Being an interfaith family was interesting. Being an intercultural/interracial family, well, that was interesting too. Managing English, Spanish, and Hebrew? OK, so it takes some effort. The real challenge was ... food.
Yes, food. Not making the compromises to have a Pagan-and-Jewish joint household, not the changes brought about by my eventual decision to convert to Judaism several years into our marriage, no. It was the food.
I'm a New Yorker. I grew up in Williamsburg, Brooklyn in the '80s. I ate lox and cream cheese on bagels, loved knishes and swooned over challah from the bakery on Lee Ave. I thought I was OK with Jewish food.
|Arroz con guandules, rice with pigeon peas, is the national dish of Puerto Rico. Photo credit Wikimedia Commons.|
And then I had my first seder. It was an all-woman, feminist affair. It was lovely and moving...until I got my first up close and personal experience with the bane of my existence — gefilte fish. My people are from the Caribbean. We get fish. We make it myriad ways, all of it tasty, and looking like fish. There is nothing fish-like about the gefilte. Zilch, nada, nothing. It was an assault to my poor Puerto Rican palate.
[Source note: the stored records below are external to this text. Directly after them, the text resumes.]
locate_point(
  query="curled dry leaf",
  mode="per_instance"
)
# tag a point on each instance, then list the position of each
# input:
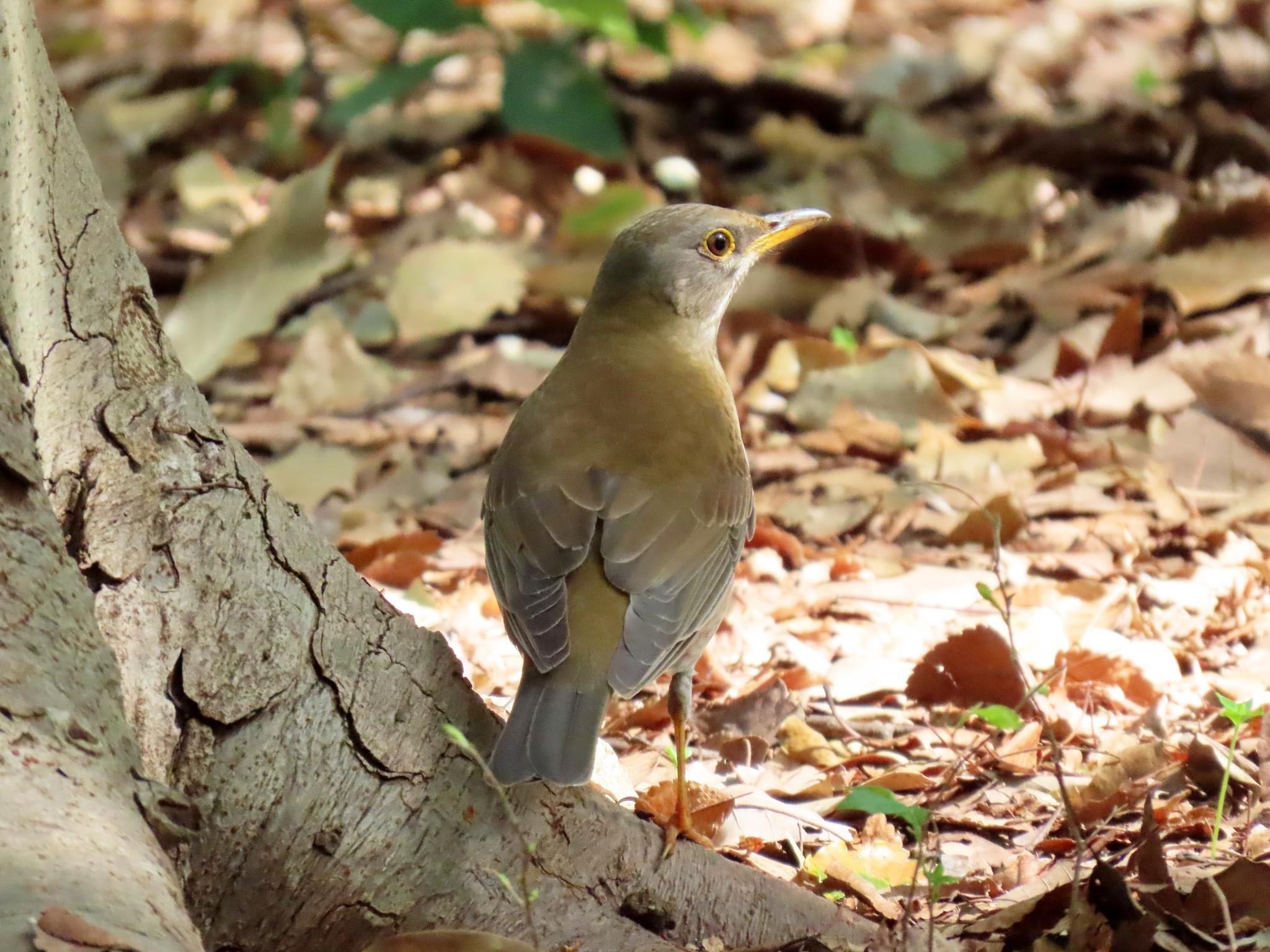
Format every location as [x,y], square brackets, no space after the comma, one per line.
[900,386]
[1082,666]
[970,668]
[447,941]
[879,857]
[397,560]
[313,471]
[331,374]
[808,746]
[451,286]
[1123,778]
[242,293]
[709,806]
[1215,275]
[63,931]
[981,526]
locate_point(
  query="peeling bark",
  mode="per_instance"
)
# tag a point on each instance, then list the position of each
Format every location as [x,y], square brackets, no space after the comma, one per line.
[78,862]
[262,676]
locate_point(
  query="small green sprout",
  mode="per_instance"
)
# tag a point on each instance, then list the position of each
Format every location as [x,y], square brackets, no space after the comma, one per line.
[1237,714]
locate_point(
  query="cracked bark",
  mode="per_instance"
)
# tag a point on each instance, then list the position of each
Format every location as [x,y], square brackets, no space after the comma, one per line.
[260,676]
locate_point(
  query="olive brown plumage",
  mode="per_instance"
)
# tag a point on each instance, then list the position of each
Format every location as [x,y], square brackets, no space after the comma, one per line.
[620,500]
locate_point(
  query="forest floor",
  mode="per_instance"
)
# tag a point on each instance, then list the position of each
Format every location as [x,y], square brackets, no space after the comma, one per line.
[1008,415]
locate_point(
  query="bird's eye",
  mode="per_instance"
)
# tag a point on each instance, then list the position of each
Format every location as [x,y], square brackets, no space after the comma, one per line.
[719,244]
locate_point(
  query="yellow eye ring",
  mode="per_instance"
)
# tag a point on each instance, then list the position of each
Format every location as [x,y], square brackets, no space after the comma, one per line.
[718,244]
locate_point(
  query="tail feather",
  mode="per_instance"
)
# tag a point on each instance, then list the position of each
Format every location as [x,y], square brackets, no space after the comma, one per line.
[553,730]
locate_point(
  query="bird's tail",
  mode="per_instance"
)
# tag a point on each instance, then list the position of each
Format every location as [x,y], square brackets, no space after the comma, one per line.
[553,730]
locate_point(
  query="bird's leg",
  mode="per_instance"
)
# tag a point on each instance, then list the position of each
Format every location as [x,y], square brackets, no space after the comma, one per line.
[680,703]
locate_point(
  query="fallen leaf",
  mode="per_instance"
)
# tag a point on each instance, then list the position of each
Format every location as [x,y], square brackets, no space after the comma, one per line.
[709,806]
[206,179]
[63,931]
[447,941]
[757,714]
[900,386]
[995,524]
[242,293]
[397,560]
[1246,888]
[807,746]
[969,668]
[1215,275]
[451,286]
[1020,752]
[881,856]
[313,471]
[1121,780]
[331,374]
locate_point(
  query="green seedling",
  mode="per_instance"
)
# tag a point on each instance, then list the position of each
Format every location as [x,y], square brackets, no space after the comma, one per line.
[1237,714]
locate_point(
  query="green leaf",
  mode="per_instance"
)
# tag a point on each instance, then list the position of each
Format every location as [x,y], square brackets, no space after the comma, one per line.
[404,15]
[1237,712]
[459,739]
[936,879]
[606,214]
[987,594]
[607,17]
[998,716]
[549,92]
[879,883]
[389,83]
[843,339]
[877,800]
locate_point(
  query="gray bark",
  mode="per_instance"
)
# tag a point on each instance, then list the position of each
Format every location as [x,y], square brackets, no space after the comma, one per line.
[78,861]
[262,677]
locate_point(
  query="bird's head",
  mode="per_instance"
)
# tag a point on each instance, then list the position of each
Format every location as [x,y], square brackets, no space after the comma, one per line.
[686,260]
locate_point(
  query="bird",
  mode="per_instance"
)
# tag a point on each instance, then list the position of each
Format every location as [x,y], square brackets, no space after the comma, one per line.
[620,499]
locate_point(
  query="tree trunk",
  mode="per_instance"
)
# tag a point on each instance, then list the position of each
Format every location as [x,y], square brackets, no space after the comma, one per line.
[262,676]
[78,862]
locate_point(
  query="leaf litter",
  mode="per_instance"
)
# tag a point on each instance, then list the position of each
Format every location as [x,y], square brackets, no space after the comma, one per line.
[1038,320]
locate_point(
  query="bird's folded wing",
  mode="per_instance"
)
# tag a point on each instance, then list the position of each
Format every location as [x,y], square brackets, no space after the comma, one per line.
[676,555]
[533,541]
[673,550]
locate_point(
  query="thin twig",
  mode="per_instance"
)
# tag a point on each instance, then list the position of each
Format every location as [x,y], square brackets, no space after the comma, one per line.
[527,847]
[1226,913]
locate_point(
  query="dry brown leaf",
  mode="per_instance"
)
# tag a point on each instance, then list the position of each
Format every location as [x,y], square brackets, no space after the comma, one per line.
[808,746]
[905,780]
[313,471]
[1121,780]
[1215,275]
[900,386]
[881,856]
[1246,888]
[709,806]
[451,286]
[447,941]
[331,374]
[1235,389]
[242,293]
[981,526]
[972,667]
[397,560]
[63,931]
[1020,752]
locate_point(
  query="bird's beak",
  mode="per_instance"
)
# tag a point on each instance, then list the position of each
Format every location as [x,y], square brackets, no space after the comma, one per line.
[784,226]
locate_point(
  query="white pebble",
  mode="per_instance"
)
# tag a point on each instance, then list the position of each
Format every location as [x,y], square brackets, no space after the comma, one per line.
[676,174]
[588,180]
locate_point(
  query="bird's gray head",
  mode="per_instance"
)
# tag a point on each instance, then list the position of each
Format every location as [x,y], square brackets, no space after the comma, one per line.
[690,257]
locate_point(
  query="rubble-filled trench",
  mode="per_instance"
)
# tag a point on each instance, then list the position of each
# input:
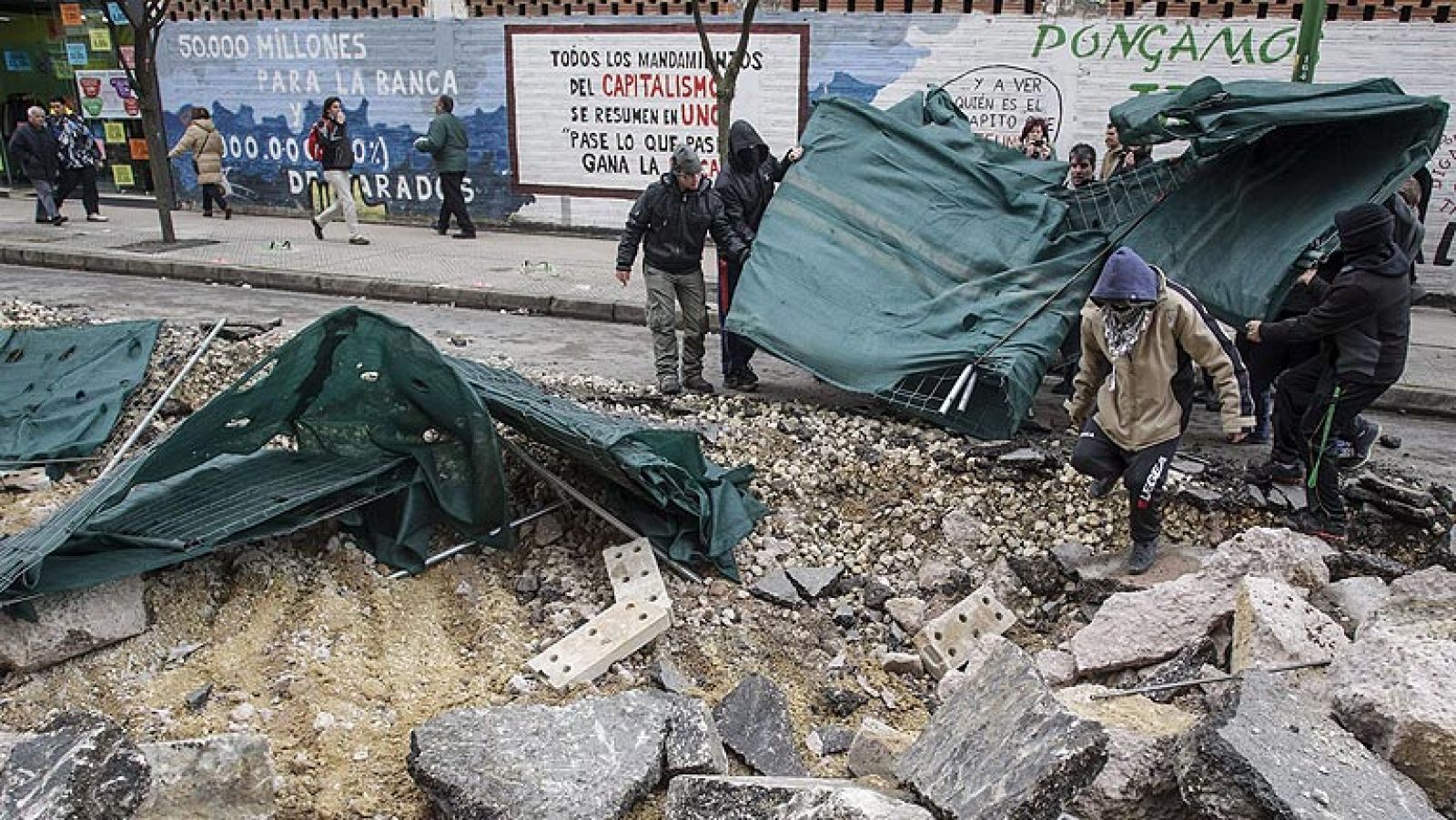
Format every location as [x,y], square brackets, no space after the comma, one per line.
[306,641]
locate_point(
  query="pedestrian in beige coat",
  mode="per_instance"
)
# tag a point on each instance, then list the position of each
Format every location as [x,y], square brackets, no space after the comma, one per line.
[206,143]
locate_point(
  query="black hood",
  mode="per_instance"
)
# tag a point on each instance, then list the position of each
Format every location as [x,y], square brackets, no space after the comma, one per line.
[746,149]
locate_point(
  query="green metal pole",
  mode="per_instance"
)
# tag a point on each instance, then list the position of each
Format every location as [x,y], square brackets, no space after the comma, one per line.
[1307,50]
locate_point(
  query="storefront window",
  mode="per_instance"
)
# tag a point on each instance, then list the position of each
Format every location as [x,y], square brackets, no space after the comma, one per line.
[67,50]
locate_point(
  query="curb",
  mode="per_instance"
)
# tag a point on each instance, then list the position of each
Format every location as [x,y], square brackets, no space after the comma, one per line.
[1424,400]
[329,284]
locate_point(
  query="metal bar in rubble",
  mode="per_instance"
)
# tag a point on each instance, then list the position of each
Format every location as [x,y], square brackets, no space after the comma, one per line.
[561,484]
[459,548]
[167,395]
[1201,681]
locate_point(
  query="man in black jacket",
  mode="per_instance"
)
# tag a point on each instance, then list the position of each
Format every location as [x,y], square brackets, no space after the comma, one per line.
[332,137]
[1363,324]
[670,220]
[35,150]
[744,188]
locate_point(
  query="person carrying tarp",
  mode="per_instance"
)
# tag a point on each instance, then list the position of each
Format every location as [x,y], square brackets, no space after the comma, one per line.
[1363,324]
[670,220]
[744,186]
[1142,335]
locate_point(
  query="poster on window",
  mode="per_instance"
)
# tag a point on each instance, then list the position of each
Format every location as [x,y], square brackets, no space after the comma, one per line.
[106,95]
[599,111]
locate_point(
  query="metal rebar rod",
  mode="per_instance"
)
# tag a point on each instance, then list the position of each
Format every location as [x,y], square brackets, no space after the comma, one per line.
[1201,681]
[462,546]
[561,484]
[162,400]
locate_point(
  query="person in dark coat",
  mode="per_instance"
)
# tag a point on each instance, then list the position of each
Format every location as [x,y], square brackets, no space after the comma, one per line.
[331,133]
[670,222]
[744,186]
[35,150]
[1361,322]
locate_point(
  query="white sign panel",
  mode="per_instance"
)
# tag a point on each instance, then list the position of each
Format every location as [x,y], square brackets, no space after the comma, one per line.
[597,111]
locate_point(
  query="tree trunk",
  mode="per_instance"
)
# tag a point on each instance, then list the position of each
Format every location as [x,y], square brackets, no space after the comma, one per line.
[152,126]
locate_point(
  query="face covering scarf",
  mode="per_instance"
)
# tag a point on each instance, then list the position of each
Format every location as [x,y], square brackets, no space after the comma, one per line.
[1121,328]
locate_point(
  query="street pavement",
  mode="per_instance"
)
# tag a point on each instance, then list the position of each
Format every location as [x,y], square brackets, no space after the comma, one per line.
[501,269]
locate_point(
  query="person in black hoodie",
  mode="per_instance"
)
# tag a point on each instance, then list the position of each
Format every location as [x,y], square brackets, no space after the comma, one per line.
[35,150]
[744,186]
[332,137]
[1361,320]
[670,220]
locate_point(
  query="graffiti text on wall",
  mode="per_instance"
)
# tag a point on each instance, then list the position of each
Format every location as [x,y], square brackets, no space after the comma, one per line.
[1155,44]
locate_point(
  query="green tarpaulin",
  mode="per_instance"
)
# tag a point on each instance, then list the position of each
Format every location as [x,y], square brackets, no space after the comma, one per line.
[62,390]
[905,249]
[360,419]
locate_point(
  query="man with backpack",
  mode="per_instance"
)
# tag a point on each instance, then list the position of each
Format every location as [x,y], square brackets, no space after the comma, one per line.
[329,146]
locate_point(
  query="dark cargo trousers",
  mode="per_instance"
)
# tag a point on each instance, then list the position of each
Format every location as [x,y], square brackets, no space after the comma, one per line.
[664,293]
[1145,473]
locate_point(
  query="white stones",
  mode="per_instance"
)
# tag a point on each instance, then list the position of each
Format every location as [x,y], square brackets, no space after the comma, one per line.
[633,572]
[612,635]
[946,643]
[73,623]
[875,749]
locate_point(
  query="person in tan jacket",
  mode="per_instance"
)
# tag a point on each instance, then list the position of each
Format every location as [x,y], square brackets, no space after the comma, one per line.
[1142,335]
[206,143]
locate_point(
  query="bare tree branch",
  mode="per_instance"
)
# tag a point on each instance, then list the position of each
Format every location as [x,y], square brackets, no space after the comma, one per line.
[703,38]
[735,65]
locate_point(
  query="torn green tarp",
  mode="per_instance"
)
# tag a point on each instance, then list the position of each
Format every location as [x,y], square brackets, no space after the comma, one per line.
[360,419]
[1276,162]
[353,412]
[688,506]
[905,249]
[62,390]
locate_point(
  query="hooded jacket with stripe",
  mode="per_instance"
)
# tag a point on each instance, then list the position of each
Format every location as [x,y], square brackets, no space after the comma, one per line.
[1142,404]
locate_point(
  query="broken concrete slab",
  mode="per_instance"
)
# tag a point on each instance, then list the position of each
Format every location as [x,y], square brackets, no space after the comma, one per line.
[73,623]
[948,641]
[692,744]
[612,635]
[587,761]
[1358,597]
[1266,754]
[1139,781]
[77,764]
[1002,746]
[1140,628]
[875,749]
[1392,688]
[1274,625]
[633,572]
[778,589]
[753,721]
[781,798]
[223,775]
[814,582]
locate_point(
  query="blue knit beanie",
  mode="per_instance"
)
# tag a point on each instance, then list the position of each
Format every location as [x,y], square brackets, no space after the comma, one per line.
[1126,277]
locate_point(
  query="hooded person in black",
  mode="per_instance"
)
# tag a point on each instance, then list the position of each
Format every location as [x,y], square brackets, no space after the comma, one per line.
[744,186]
[1361,320]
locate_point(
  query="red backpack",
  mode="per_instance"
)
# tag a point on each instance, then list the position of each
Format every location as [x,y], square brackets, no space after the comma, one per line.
[313,147]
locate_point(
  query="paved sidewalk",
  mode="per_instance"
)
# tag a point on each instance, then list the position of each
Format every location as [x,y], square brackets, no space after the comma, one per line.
[561,276]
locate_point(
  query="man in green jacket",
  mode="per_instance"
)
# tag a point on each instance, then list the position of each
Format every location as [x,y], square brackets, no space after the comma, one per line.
[448,143]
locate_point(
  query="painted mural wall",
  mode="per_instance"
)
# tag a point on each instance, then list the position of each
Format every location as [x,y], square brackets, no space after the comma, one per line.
[567,121]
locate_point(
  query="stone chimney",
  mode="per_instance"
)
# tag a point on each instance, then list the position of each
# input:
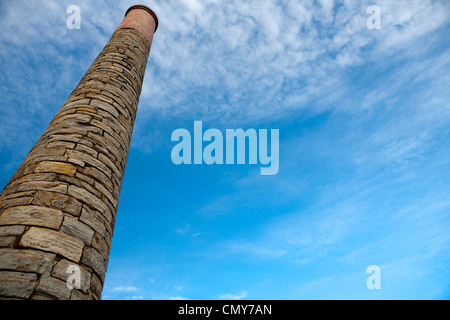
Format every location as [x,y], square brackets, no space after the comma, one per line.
[57,212]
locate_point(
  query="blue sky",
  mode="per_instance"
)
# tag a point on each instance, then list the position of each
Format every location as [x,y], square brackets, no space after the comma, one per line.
[363,116]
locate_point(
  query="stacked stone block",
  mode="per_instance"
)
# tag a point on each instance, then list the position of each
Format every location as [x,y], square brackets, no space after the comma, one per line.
[58,209]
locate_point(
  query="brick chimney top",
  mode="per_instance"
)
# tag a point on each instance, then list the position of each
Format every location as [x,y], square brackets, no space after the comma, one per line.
[141,18]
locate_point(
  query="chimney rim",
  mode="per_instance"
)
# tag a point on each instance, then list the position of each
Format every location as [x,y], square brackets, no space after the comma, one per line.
[146,8]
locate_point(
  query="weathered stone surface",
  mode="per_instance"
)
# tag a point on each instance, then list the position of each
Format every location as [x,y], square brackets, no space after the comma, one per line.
[56,167]
[55,288]
[73,227]
[59,207]
[32,216]
[96,286]
[94,219]
[92,258]
[53,241]
[7,241]
[77,295]
[26,260]
[16,202]
[101,245]
[43,185]
[17,284]
[11,230]
[63,272]
[91,200]
[58,201]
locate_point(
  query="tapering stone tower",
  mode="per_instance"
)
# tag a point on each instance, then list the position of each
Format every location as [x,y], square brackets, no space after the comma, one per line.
[58,210]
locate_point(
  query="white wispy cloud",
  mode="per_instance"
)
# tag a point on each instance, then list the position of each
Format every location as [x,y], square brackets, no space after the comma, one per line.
[232,296]
[125,289]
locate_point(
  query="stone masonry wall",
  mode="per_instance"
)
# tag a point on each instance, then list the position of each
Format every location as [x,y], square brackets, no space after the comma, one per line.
[59,208]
Then seven years later I began dating my husband. He and his family used phrases like "brains are a delicacy" (sorry, if it doesn't work for Abuela, it's not working for you either), "tongue is yummy," and my favorite, "but my gefilte fish is different." I, who always prided myself on trying and eating practically anything, found myself surrounded by items I just couldn't enjoy (and the chicken feet crossed both the Puerto Rican and Jewish divide). I began to worry. I enjoyed the religious aspects of Judaism — davening, going to shul, Shabbat (my friends have awesome Shabbat lunches), etc. I even converted. But food became my stumbling block. Try doing Passover when beans are a staple of your diet.
Then it got worse. Our daughter got diagnosed with anaphylactic food allergies to eggs and dairy. Suddenly, many of the foods on my in-laws' Shabbat table became as forbidden as pork. Chopped liver, latkes, matzah balls, kugels, cream cheese, many of these things were now deadly to my child. Holidays took on a sense of dread. I suddenly found myself on a surprising mission — how could I make many of the foods I hated, that my husband loved and wanted to share with my daughter, accessible?
I began calling friends, borrowing cookbooks, searching the web. Vegan latkes were possible. The same with challah and cakes. I found vegan matzah ball recipes online, but they required tofu. What do we do? We decide to follow Sephardic tradition and allow beans. We began to think outside the box, change recipes, figure out how to get the feel of things while keeping it safe. And we learned something.
Jewish food isn't just Eastern European, or Israeli. Jewish food is the food of all Jews. My arroz con guandules are Jewish. The coquito recipe I learned from my aunt, in my hands, is Jewish food. We also learned that while food is a huge part of Jewish culture, it's what the food does — create community — that matters.
So what if our matzah balls are bound with tofu instead of eggs? Paerve, vegan meals are just as tasty on Shabbat as anything else. Shavuot does not need dairy to be celebrated. Oneg Shabbat is possible for all of us with a little bit of kitchen creativity. When I started serving my stewed beans with kasha, my husband declared it "the perfect JewRican blend."
It hasn't been easy. My daughter has had anaphylactic reactions the last two Passovers. Sometimes our recipes flopped. But we have managed to create new food traditions, and focus on the positives, like the joy we experience when our 4-year-old says motzi. We share meals with friends.
Though I never did learn to like gefilte fish.